Section: Arts

Brave Potato’s [title of show] breaks walls, shuns convention

Brave Potato’s [title of show] breaks walls, shuns convention

by Zoe Case


Five members of Brave Potato Productions took the final bows in the Black Box’s theatrical history last Saturday night.

[title of show], the student-run theater group’s latest musical, will likely be the last performance in the Black Box; the College plans to demolish the building this coming summer.

The meta-theatrical musical follows two friends trying to write a Broadway musical in three weeks. Written by Hunter Bell and Jeff Bowen, the show centers on characters Hunter and Jeff, played by Henry Quillian ’17 and James Wojtal ’18, respectively. Quillian and Wojtal voiced their parts brilliantly. Their harmonies, with Quillian’s strong baritone and Wojtal’s brassy tenor, filled the close space of the Black Box.
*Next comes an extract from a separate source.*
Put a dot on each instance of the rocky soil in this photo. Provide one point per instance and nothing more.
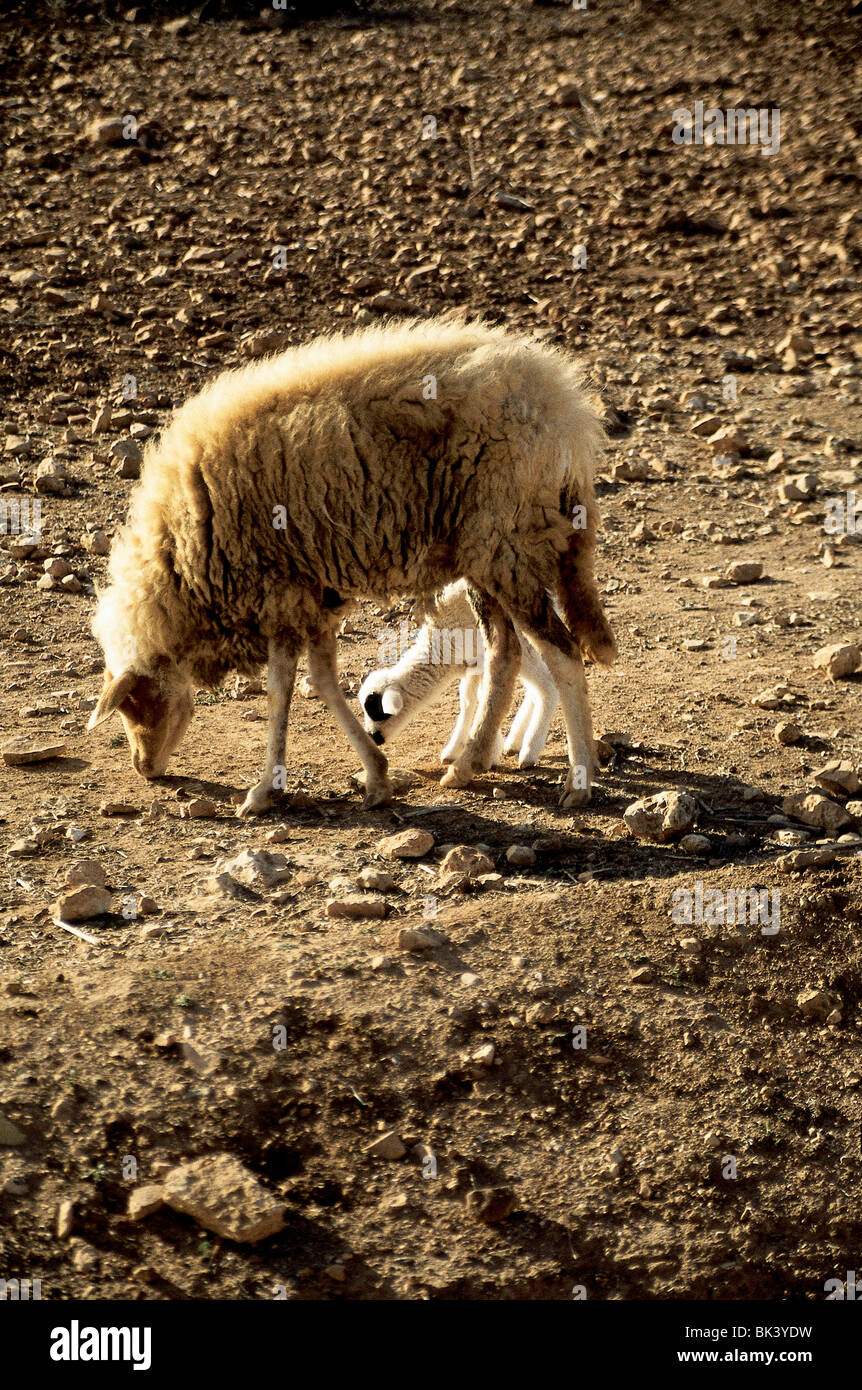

The musical’s production outshined its vocals, as [title of show] shattered musical theatre tradition. “I wasn’t sure I understood the conventions of musical theatre enough to direct this show,” Abby Armato ’17, the show’s director, said after the matinee on Saturday. One scene in particular appeared to require a lot of research and dramaturgy, because it referenced obscure Broadway musicals one after another. Armato pulled this effort off spectacularly, using playbills to visualize each play referenced.
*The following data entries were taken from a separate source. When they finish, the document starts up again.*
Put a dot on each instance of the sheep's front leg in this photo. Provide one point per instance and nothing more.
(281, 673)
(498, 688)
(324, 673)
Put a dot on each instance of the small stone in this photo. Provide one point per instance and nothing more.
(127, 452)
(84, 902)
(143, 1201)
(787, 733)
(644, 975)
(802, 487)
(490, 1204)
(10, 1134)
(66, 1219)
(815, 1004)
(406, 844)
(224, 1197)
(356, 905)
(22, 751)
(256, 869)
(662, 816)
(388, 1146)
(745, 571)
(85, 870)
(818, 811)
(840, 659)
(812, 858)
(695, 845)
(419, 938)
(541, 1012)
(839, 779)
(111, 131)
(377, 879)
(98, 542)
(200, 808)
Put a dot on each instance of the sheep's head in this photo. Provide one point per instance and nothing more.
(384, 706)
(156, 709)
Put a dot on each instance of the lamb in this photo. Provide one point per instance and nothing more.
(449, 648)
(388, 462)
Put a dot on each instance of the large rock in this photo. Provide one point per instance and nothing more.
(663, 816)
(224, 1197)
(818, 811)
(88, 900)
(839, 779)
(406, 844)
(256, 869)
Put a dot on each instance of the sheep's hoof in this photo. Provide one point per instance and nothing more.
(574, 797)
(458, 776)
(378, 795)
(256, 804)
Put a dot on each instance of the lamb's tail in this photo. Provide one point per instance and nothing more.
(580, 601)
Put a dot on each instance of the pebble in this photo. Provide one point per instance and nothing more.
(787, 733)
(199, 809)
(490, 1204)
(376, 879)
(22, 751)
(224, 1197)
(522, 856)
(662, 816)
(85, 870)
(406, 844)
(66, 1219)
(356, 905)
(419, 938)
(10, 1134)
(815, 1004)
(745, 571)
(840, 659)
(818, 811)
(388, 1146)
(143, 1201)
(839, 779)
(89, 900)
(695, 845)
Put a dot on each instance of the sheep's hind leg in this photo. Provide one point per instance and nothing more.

Chandler Davis ’17 played Susan and Mariah Palumbo ’19 played Heidi — the two women who collaborated with Hunter and Jeff on the production of the show. Davis and Palumbo balanced out the voice ranges of the cast. Davis was particularly strong in her song “Die, Vampire, Die,” in which she expounds upon the multiple doubts that come with writer’s block.
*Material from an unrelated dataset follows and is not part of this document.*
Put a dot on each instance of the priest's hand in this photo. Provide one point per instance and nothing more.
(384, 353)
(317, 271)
Kraig Davis ’18, the keyboardist in the corner, occasionally participated in the show and interacted with the other characters, but most of the time was ignored entirely, as convention would dictate.

The production benefitted from the throwback Broadway choreography of Kate Markey ’16. Markey felt obliged to put a kick-line in the musical as a nod to classic Broadway choreography, and the dance move popped up first in “Untitled Opening Number,” the metafictional title of the opening number of the show.

The staging broke standard musical theatre rules in big ways. There were scenes in which Jeff would roll his chair across the stage into Hunter’s room, even though the two were having a phone conversation from across New York City. Consistently breaking the fourth wall highlighted the cast’s comedic strengths.

“We could not have done this show anywhere else,” Palumbo said. The set comprised of four chairs, a table and a keyboard — a larger location would have swallowed the minimal set. It was fitting that the Black Box’s final show paid homage to the challenges of small theatre.

“I will chain myself to the vault,” Davis joked in reaction to the former bank’s impending demolition.

All that can be said is goodnight, sweet Black Box — and what a way to go.